Read rows with specific column values

I want to extract a set of rows of an existing dataset:

 dataset.x <- dataset[(as.character(dataset$type))=="x",]

however when I run

   summary(dataset.x$type)

It displays all types which were present in the original dataset. Basically I get a result that says

   x 12354235    #the correct itemcount
   y 0
   z 0
   a 0
   ...

Not only is the presence of 0 elements ugly but it also messes up any plot of dataset.x due to the presence of hundrets of entries with the value 0.

Upvotes: 0

Views: 1572

Answers (4)

Greg Snow
Greg Snow

Reputation: 49640

Others have explained what is happening and how to fix it, I just want to show why it is a desirable default.

Consider the following sample code:

mydata <- data.frame( 
    x = factor( rep( c(0:5,0:5), c(0,5,10,20,10,5,5,10,20,10,5,0))),
    sex = rep( c('F','M'), each=50 ) )

mydata.males <- mydata[ mydata$sex=='M', ]
mydata.males.dropped <- droplevels(mydata.males)

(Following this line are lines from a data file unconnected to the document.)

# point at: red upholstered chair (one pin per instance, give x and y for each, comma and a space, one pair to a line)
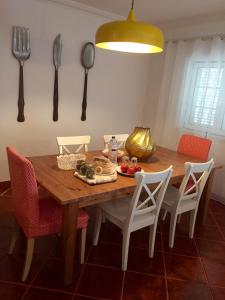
36, 216
194, 146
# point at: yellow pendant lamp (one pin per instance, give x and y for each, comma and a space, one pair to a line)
130, 36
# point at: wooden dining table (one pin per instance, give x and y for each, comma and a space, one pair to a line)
73, 194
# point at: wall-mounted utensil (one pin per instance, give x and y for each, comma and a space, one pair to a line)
87, 60
21, 51
57, 52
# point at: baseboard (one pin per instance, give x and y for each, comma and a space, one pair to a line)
218, 198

mydata.females <- mydata[ mydata$sex=='F', ]
mydata.females.dropped <- droplevels(mydata.females)

par(mfcol=c(2,2))
barplot(table(mydata.males$x), main='Male', sub='Default')
barplot(table(mydata.females$x), main='Female', sub='Default')

barplot(table(mydata.males.dropped$x), main='Male', sub='Drop')
barplot(table(mydata.females.dropped$x), main='Female', sub='Drop')

Which produces this plot:

enter image description here

Now, which is the more meaningful comparison, the 2 plots on the left? or the 2 plots on the right?

Instead of dropping unused levels it may be better to rethink what you are doing. If the main goal is to get the count of the x's then you can use sum rather than subsetting and getting the summary. And how meaningful can a plot be on a variable that you have already forced to be a single value?

Upvotes: 3

joran
joran

Reputation: 173527

Building on Chase's answer, subsetting and dropping unused levels in factors comes up a lot, so it pays to just create your own function by combining droplevels and subset:

subsetDrop <- function(...){droplevels(subset(...))}

Upvotes: 3

Rguy
Rguy

Reputation: 1652

Try

dataset$type <- as.character(dataset$type)

followed by your original code. It's probably just that R is still treating that column as a factor and is keeping all of the information about that factor in the column.

Upvotes: 1

Chase
Chase

Reputation: 69151

I'm assuming this is a factor? If so, droplevels() can be used: http://stat.ethz.ch/R-manual/R-patched/library/base/html/droplevels.html

If you add a small reproducible example, it will help others get on the same page and give better advice if this isn't right.